Partitionists have been growing in number since last week. The violence proves, they say, that Albanians and Serbs simply cannot live together, or even adjacently. The ethnic cleansing that has taken place in the last ten days in the southern pockets further tilts Kosovo towards de facto partition anyway, as it was intended to. But although nearly 4,000 Serbs have been displaced from their homes, that is still a small part of the total number remaining in the southern pockets. Tentative signs are emerging that some of the displaced are starting to return, or at least looking to return. Since last Thursday, there has been only one further incident — the killings of two UN policemen — and there has been a mass population movement of disappointed journalists in the direction of the airport. Things do not yet seem to have reached a tipping-point.
Nor would partition be an entirely painless operation for the Albanian camp. Cabra, the Albanian village where three boys drowned last week, setting off the violence, is surrounded by Serbs and would probably find itself on the wrong side of the line, ethnically cleansed for the second time in a decade. Every house in Cabra is post-Kosovo war: in the fields round the village, you can still see the metal shipping containers where people lived while they rebuilt their homes.
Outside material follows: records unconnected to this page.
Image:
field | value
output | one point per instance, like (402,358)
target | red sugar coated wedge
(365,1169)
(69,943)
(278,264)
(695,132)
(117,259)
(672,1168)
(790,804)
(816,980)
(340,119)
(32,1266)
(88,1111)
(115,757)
But without some final status solution, can Albanian impatience be contained, or will it some day overwhelm the UN and KFOR? The UN should take comfort from the fact that the majority of Albanians are, at least at present, talking about jobs rather than political structures. It should try much harder to get the economic stagnation, at least, reversed.
The wish for clean, neat solutions is a bit of a Balkan curse, especially when they turn out less clean and neat than anticipated. The best approach in Kosovo might also be the weediest and most boring: to muddle along with an improved version of the mixture as before. Keep up the increase in troop numbers even after the newspapers have lost interest, work harder at stopping anti-Serb discrimination, pay more attention to detail and, frankly, cross our fingers and hope for the best. Not a great outlook for the villagers of Babim Most but maybe better than the alternatives.
Andrew Gilligan is defence and diplomatic editor of The Spectator.